The RBNZ governor Adrian Orr this week confirmed the central bank wants to introduce controversial debt-to-income ratios to curb excessive lending, and reduce the risks of going into default if they lose income.
Orr said the Reserve Bank would "dust off" plans on DTIs, after weighing them up seriously in the past.
It comes amid rising pressure on the Reserve Bank to try and cool the housing market, after lowering interest rates, introducing a funding for lending programme, and scrapping LVRs in May.
Advisers remain opposed to DTIs. One told TMM Online they would be "just another exercise for the broker to undertake for the customer, lender and the Reserve Bank".
Mortgage People's Martin Thomas said DTIs would be difficult to implement in Auckland.
He said they were "probably impractical in Auckland with median house prices over $1,000,000. If you’re borrowing $800,000 it assumes an income of $133,000 – that will cut most FHBs out of the market, if the banks cap DTI at 6 times."
Andy Phillipson of The Mortgage Shop said debt servicing ratios, used years ago, were "far more accurate", and "far more reliable".
He isn't a fan of DTIs as they "can easily come to grief as soon as [the] borrower goes to a finance company and takes on more debt."
"In my role now, I am doing a lot of 'financial repairs' for clients. Despite fighting hard to get a home loan for them, it is not uncommon for a borrower to return 6-12 months later with $40-$80k of new outside debt that I then have to consolidate or tidy up," he said.
"So in my view, debt-to-income ratio limits on mortgage lending is simply grandstanding and trying to back out of the bad situation that the Reserve Bank has created," Phillipson added.

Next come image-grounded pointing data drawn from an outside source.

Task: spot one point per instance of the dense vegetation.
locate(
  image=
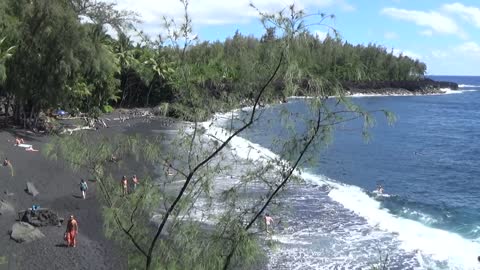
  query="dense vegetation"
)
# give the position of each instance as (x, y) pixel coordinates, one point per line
(59, 54)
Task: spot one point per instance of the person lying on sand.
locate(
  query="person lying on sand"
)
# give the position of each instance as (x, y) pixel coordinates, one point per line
(124, 184)
(6, 162)
(30, 149)
(19, 141)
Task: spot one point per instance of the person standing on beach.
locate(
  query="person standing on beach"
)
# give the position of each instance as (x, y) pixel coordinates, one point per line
(124, 185)
(72, 231)
(268, 222)
(83, 187)
(135, 181)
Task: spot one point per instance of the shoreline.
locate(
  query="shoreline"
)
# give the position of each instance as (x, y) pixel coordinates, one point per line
(58, 186)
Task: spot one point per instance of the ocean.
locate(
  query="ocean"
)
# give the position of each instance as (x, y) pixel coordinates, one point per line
(428, 163)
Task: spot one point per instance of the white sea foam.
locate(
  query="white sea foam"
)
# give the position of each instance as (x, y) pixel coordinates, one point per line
(439, 245)
(467, 85)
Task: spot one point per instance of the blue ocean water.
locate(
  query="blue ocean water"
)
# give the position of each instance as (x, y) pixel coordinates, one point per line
(428, 162)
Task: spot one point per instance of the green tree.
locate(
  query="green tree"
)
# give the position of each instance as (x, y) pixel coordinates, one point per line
(197, 158)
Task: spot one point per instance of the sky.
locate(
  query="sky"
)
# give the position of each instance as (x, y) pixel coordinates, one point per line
(443, 34)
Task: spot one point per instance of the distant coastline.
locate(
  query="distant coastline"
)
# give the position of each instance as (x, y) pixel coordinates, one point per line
(398, 88)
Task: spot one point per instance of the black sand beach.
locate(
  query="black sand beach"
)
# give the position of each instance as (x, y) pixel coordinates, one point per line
(58, 188)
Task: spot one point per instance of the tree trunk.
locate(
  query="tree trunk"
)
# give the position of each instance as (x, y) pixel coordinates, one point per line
(148, 94)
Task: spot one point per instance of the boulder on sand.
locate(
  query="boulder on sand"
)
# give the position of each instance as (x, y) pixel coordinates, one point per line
(6, 208)
(40, 217)
(24, 232)
(31, 189)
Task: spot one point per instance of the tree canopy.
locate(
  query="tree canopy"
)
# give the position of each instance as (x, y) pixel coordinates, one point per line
(65, 57)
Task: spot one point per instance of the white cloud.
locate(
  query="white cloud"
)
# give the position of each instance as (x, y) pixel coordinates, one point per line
(427, 33)
(390, 35)
(433, 20)
(468, 13)
(410, 54)
(215, 12)
(439, 54)
(469, 48)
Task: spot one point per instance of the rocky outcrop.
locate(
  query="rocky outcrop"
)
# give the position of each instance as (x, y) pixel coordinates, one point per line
(6, 208)
(31, 189)
(40, 217)
(420, 87)
(24, 232)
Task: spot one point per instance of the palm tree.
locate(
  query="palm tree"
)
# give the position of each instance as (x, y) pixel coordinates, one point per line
(4, 55)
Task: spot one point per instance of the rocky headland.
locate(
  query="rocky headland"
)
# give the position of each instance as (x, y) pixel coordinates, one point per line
(420, 87)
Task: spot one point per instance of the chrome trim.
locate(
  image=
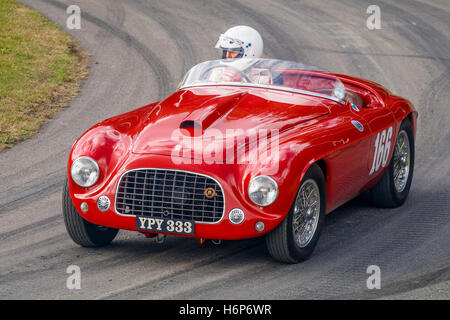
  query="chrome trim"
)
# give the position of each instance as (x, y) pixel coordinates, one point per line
(270, 178)
(96, 167)
(200, 174)
(265, 86)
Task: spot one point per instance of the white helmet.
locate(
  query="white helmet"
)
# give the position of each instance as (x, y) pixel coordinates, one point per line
(245, 40)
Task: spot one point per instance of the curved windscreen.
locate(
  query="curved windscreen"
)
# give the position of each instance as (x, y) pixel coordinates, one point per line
(266, 73)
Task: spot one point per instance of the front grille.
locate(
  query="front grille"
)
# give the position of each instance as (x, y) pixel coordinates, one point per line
(169, 194)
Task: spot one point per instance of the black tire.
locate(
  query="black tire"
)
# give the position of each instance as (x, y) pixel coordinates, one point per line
(281, 242)
(384, 194)
(81, 231)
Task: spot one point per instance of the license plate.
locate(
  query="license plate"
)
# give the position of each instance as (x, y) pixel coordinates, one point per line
(155, 224)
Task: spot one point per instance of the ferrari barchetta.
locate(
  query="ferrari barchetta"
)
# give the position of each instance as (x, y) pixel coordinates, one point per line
(243, 148)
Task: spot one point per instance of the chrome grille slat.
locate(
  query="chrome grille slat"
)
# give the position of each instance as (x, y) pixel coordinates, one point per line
(179, 194)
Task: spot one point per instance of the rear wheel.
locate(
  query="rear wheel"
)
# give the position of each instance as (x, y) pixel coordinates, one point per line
(296, 237)
(81, 231)
(393, 188)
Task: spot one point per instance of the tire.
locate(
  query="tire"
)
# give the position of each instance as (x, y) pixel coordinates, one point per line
(388, 192)
(81, 231)
(283, 243)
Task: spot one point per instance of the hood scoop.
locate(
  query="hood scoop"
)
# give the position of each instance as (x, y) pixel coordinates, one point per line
(199, 113)
(191, 128)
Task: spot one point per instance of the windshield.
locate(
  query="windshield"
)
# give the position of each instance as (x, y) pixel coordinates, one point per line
(266, 73)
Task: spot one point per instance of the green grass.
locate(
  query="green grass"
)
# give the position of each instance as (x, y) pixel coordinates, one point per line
(40, 70)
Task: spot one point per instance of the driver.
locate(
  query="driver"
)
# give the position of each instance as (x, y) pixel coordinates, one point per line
(240, 46)
(240, 42)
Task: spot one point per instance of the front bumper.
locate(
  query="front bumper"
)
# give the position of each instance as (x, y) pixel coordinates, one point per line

Ian Webb of NewBuild Residential Construction Lending said DTIs could be a better tool than LVRs, but should not be implemented alongside LVRs.
"I don’t agree there should be both LVR and DSR/DTI restrictions, unless they completely exempt regulation over a person’s primary residence, and also residential construction for any purpose, as shortage of supply is the main reason for the problem in the first instance."
He called on the government and regulators to "free up supply of land, and speed up consents, then any restrictions on consumers would not be required at all. We should stop dampening and restricting demand and instead be focussed on the supply side to resolve this issue."